Steve Jobs Corps aboli | 2016

Texte Alban Lefranc
Mise en espace Robert Cantarella
Avec François Athané, Clémentine Colpin, Emmanuelle Coutellier, Frédéric Fisbach, Cécile Fišera, Pierre-Félix Gravière, Roger Itier, Mathieu Montanier.

Les jeudi 12 et vendredi 13 mai 2016 à 20h30 au Théâtre ouvert à Paris

Un bonimenteur californien connu meurt et le monde entier est en deuil.
On comprend le monde entier.
Mieux qu’une lotion capillaire ou une pilule pour bander toujours, l’entrepreneur vendait des surfaces merveilleuses pour se débarrasser d’autrui, cette plaie sur notre chemin.

Toujours le lieu de recherche des formes de présentations à venir ressemble à un atelier d’artisans dans lequel les outils sont les vivants et les objets, les idées.
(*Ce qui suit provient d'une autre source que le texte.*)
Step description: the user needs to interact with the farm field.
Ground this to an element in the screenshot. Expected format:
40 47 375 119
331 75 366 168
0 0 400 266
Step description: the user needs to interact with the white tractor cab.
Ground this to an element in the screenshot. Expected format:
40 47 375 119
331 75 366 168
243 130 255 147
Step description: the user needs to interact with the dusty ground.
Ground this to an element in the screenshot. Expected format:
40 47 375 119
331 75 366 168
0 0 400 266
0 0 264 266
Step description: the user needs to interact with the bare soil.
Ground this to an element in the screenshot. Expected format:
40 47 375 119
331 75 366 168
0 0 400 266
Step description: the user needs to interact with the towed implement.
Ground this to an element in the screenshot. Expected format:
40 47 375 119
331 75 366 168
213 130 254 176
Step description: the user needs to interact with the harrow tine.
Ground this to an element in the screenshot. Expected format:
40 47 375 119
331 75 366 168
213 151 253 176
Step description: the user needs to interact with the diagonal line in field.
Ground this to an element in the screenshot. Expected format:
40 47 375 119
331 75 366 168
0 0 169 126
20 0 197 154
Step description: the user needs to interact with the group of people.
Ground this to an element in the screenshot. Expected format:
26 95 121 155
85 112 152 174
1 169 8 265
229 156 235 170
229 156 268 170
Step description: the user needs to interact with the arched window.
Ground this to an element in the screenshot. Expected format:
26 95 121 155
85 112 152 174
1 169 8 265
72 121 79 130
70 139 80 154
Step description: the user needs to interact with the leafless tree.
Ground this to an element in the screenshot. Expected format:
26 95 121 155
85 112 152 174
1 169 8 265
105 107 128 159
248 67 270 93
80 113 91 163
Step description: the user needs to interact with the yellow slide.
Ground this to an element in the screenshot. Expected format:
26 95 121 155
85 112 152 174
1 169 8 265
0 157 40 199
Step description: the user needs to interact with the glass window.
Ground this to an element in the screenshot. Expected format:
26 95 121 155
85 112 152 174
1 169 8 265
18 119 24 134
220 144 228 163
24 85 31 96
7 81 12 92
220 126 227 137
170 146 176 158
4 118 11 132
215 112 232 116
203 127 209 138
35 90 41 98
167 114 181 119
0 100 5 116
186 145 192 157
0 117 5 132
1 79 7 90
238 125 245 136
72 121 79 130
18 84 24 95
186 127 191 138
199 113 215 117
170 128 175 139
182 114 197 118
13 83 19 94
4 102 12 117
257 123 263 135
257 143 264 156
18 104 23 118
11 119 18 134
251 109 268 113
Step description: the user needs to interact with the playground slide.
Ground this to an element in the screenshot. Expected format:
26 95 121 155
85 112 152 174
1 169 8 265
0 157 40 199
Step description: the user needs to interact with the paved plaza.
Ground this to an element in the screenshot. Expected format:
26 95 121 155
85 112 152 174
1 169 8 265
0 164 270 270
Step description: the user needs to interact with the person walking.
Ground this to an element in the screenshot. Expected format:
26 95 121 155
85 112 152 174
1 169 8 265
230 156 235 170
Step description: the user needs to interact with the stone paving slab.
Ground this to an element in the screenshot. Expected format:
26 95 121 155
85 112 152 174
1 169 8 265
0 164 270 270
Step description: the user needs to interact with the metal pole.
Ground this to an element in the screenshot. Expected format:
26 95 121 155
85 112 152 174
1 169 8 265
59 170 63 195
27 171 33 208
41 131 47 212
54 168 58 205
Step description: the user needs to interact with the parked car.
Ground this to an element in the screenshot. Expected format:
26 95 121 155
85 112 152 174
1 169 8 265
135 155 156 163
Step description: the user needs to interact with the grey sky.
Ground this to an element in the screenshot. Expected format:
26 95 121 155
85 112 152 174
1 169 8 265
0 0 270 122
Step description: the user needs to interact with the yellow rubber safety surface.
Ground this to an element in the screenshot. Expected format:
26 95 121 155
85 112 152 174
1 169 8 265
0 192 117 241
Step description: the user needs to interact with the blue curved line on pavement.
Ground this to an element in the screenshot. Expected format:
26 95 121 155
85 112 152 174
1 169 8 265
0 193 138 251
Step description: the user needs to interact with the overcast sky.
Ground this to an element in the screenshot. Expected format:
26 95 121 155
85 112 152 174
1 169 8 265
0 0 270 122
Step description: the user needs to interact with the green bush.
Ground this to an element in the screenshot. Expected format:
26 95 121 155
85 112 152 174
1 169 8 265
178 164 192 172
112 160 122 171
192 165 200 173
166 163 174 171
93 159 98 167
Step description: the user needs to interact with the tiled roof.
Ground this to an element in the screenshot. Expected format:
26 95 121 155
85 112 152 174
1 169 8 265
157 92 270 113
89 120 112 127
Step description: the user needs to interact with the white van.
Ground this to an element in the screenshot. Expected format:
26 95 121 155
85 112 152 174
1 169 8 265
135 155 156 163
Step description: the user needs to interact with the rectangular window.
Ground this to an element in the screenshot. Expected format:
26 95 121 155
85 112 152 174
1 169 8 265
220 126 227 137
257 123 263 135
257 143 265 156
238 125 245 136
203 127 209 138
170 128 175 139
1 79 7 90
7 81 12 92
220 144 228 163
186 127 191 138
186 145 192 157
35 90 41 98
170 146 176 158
Un établi sur lequel nous déposons nos envies de mélanger les écritures, les modes de jeu, les façons de faire.

Nous cherchons les vitesses de jeu, plutôt que des formes de représentation, les vitesses qui font que représenter n’est pas une fin en soi, qu’il faut s’y remettre, et refaire, à plusieurs, par exemple : un auteur, des acteurs, des chercheurs, des spectateurs, une durée.

Steve Jobs avec sa baraque foraine mondiale est la matière première de notre étalonnage.

Nous pensons à : sa vie, sa maladie, ses objets, sa pomme, ses drogues, son pull col roulé, ses surfaces lisses, ses fenêtres lumineuses, ses infinis, ses perspectives, ses peuples, ses longues marches avec le Pape sur la Muraille de Chine et ainsi de suite.